Im Detail: Ein Atom nennt man dann “ionisiert” wenn es eines oder mehrere der Elektronen in seiner Hülle verliert. Das passiert wenn das Elektron Energie von außen aufnimmt. Die Energie ist zum Beispiel Licht mit der passenden Wellenlänge und dieser Teil des Lichts steckt dann im Elektron. Anders gesagt: In diesem Bereich des Lichts ist das Universum dann nicht mehr durchsichtig, weil das Licht eben nicht hindurch fliegt sondern im Elektron landet. Das junge Universum war noch recht klein, es gab sehr, sehr viel freie Wasserstoffatome – aber wer hat das Licht produziert, dass die Atome dann ionisiert hat?
Das müssen die ersten Sterne gewesen sein, die sich gebildet haben; die ersten Galaxien.

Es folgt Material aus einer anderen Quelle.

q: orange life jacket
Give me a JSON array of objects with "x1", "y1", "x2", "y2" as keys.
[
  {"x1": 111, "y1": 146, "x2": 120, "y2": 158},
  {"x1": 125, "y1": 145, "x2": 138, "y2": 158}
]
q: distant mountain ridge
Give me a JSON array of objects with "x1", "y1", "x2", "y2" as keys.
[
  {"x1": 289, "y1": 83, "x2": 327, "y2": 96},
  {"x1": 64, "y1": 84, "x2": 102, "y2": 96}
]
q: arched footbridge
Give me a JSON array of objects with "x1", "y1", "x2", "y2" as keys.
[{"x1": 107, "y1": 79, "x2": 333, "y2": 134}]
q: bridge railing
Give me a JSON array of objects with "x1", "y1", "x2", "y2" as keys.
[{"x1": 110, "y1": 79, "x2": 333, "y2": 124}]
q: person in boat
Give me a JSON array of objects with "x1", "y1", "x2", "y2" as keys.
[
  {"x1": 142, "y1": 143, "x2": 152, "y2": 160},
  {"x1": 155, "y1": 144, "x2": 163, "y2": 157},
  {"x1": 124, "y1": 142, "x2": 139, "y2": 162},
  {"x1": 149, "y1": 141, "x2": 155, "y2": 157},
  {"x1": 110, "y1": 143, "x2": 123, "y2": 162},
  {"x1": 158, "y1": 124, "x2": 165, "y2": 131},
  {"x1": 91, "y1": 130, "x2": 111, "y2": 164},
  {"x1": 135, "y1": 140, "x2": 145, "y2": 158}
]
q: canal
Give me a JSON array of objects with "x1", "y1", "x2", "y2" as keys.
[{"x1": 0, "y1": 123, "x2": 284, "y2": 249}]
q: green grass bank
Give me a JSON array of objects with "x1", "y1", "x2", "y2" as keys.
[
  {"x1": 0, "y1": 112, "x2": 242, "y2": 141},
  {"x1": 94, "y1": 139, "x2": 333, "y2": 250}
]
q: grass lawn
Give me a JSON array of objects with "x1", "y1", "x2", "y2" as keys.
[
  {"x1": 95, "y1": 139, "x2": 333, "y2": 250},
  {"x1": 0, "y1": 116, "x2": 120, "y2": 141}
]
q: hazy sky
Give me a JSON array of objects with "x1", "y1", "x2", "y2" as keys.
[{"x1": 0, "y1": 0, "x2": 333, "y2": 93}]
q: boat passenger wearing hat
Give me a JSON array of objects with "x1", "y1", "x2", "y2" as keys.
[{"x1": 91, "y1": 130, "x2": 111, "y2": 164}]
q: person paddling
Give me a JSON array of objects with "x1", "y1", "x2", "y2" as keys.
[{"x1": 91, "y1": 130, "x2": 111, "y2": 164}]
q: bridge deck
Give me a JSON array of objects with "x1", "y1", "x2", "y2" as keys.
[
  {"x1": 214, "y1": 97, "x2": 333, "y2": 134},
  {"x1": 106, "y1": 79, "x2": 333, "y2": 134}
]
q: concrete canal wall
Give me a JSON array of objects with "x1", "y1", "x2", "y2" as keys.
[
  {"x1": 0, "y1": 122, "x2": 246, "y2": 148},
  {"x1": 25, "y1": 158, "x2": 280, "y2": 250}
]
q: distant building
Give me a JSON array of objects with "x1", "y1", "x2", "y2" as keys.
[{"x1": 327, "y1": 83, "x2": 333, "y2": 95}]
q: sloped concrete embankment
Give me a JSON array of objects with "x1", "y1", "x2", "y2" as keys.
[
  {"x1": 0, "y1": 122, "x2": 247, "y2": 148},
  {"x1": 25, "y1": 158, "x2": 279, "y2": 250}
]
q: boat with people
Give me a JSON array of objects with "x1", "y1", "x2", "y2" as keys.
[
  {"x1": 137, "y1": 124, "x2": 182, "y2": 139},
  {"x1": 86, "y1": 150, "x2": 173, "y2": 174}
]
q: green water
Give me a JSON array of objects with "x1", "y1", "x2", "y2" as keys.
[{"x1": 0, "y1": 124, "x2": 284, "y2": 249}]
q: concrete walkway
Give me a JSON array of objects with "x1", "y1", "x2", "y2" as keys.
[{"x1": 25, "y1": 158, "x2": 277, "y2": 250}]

Und man hatte schon länger vermutet, dass die Grünen-Erbsen-Galaxien hier eine Rolle spielen. Denn die schicken sehr viel hochenergetisches Licht ins All. Dort entstehen ja jede Menge Sterne und junge Sterne erzeugen genau diese Art von Licht das Atome leicht ionisieren kann. Schon 2016 konnte man bei einer dieser Galaxien die Menge an Ultraviolettstrahlung messen die aus der Galaxie in die kosmische Umgebung strahlt. Acht Prozent der gesamten in der Erbsen-Galaxie erzeugten UV-Strahlung waren das, was nicht nach viel klingt aber immerhin reicht um Wasserstoffwolken mit der 40fachen Masse der Galaxie zu ionisieren! Weitere Beobachtungen des Wasserstoffs in den Galaxien die 2019 gemacht wurden, bestätigen dieses Bild.
Die Grünen-Erbsen werden nicht die einzigen Quellen ionisierenden Strahlung im frühen Universum gewesen sein. Aber sie haben vermutlich eine wichtige Rolle gespielt. Sie haben das Universum wieder reionisiert und für ein paar hundert Millionen Jahre erneut undurchsichtig gemacht. Erst dann war der Kosmos groß genug so dass das Licht sich größtenteils ungehindert ausbreiten kann, unabhängig davon ob die Wasserstoffatome ionisiert sind oder nicht. Nach dem Ende dieser Epoche entwickelte sich das Universums zu dem Kosmos, den wir heute beobachten.
Die grünen Erbsen im All mögen unscheinbar erscheinen und vielleicht auch geringgeschätzt werden, so wie oft auch das Gemüse das ihnen den Namen gegeben hat. Aber in ihnen steckt das Wissen um die ferne Vergangenheit des Universums.